In her final order, the judge of compensation claims (JCC) stated that in July 1986, Saavedra's counsel wrote the servicing agent requesting that all communication be handled through him rather than Saavedra. The JCC also found that although Saavedra was placed on notice of the necessity to conduct a documented work search at his February, 1988 deposition, the work-search documentation submitted in January 1990 was insufficient. The JCC therefore awarded Saavedra WL benefits for the periods between October 20, 1987 and February 4, 1988, and after March 19, 1989, when he began working at the Doral, but denied such benefits from February 5, 1988 through March 18, 1989.

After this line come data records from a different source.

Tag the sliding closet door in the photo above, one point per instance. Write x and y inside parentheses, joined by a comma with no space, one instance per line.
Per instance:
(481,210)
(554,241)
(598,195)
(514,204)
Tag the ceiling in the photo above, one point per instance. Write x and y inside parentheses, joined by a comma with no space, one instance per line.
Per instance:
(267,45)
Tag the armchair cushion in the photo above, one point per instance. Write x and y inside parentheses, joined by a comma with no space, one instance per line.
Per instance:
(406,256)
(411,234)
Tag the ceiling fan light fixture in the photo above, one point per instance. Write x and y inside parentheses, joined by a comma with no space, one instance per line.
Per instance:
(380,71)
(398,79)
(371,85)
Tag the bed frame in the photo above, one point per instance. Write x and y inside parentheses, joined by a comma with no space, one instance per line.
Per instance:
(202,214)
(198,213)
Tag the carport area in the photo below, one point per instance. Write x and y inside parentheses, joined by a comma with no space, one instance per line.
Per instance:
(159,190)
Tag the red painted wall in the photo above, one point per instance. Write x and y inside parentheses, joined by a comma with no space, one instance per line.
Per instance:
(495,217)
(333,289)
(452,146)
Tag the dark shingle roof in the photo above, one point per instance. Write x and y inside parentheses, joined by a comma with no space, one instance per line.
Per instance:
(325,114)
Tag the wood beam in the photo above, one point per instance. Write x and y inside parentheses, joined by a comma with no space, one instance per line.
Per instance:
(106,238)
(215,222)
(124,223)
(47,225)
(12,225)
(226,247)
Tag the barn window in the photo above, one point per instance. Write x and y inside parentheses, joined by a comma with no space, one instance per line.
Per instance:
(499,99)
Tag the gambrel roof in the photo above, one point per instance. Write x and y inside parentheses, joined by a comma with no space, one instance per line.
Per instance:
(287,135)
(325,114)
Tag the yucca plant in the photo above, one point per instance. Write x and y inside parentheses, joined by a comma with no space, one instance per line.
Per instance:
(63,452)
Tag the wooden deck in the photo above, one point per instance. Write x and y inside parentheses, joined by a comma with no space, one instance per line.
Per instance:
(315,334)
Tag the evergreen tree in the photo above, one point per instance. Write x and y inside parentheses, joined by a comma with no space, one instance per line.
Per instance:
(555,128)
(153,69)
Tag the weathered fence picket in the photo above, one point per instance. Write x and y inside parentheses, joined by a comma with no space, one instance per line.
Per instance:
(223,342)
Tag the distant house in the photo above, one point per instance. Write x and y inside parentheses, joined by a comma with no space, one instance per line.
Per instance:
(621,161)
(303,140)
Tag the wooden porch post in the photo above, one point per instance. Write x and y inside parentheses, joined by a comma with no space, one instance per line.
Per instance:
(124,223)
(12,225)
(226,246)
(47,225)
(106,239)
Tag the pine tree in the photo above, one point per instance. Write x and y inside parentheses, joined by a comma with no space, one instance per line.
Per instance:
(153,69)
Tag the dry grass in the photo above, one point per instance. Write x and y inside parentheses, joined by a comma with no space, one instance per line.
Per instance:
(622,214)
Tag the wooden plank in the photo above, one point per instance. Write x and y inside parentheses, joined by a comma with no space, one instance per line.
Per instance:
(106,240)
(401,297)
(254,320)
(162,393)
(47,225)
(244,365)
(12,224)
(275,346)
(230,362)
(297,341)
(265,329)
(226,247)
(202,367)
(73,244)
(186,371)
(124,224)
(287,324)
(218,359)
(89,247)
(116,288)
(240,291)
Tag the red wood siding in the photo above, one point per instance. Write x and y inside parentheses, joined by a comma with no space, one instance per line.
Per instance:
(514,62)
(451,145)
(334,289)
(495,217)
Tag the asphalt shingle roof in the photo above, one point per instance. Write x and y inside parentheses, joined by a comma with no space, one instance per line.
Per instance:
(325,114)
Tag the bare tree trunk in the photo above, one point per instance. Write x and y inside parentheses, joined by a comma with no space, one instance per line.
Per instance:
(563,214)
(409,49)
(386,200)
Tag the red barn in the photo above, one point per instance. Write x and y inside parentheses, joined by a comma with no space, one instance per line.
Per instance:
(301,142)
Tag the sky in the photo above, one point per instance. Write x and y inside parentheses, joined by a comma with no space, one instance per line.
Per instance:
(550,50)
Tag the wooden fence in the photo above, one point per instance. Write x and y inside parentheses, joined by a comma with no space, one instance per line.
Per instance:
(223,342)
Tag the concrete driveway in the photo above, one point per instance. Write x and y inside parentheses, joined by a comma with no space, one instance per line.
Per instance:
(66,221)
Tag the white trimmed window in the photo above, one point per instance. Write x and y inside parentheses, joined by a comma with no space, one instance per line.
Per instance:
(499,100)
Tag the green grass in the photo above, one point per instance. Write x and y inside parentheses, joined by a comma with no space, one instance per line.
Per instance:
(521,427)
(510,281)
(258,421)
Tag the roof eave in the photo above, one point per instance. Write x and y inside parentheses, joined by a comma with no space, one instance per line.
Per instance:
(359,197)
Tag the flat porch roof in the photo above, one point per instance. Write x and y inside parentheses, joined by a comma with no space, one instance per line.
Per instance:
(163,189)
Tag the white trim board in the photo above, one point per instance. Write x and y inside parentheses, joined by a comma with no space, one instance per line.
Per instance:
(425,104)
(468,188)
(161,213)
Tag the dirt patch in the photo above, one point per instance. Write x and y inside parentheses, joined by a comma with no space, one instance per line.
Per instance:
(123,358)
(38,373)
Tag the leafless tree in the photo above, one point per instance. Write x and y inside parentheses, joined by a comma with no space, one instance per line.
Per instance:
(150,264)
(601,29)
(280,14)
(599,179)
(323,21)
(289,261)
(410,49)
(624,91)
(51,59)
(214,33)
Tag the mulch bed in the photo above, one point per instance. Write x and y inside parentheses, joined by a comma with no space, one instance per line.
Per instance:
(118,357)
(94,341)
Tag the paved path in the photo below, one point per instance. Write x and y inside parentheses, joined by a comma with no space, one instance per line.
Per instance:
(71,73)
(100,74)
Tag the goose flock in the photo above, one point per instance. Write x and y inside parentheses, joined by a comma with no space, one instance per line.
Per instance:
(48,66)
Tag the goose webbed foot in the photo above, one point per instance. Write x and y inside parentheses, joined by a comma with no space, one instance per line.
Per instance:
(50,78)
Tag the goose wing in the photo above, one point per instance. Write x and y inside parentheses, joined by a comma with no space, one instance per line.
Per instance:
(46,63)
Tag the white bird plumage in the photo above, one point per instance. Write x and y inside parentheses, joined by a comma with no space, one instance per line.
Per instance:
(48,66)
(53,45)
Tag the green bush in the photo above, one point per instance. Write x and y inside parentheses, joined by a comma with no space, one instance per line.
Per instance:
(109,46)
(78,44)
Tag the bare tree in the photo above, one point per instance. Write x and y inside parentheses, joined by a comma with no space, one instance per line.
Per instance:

In DeFrees v. Colt & Dumont/HIT Sales, 483 So. 2d 848 (Fla. 1st DCA 1986), this court stated that the Workers' Compensation Law requires a documented work search, and that the JCC erred in concluding that claimant's job search was inadequate, "when she was not informed by the employer/carrier of her obligation to supply job search records." Id. at 848. Florida Administrative Code Rule 38F-3.018 requires the carrier to furnish a statement of obligations to the claimant, as well as at least four copies of the WL forms, which *198 contain space for documenting the employee's job search. As a consequence of the above requirements, we have held that the Workers' Compensation Law contemplates an employer/carrier-monitored system, rather than an attorney-monitored system. Coq v. Fuchs Baking Co., 507 So. 2d 138 (Fla. 1st DCA 1987). Although we approve the JCC's conclusion that the employer's oral statement to claimant's attorney at the February 4 deposition was adequate notice to Saavedra of his work-search obligation, in that the claimant's attorney had previously requested that all communication be made to him rather than his client, we nonetheless reverse the final order, because there is no evidence in the record to support the JCC's finding that the E/SA provided Saavedra or his lawyer with jobsearch forms.

In so concluding, however, we feel constrained to say that if there were anything in the record disclosing that the employer or the servicing agent had sent job-search forms to claimant's attorney at any time after counsel's directive, this case would be in a different posture. We reverse only because there is no proof in the record before us that this had in fact occurred. Hence, we hold that the E/SA waived the work-search requirement and that Saavedra is therefore entitled to additional WL benefits between February 5, 1988 through March 18, 1989.

REVERSED.

JOANOS, C.J., and ALLEN, J., concur.

NOTES

[1] Saavedra, a Peruvian who does not speak English, was deposed through an interpreter.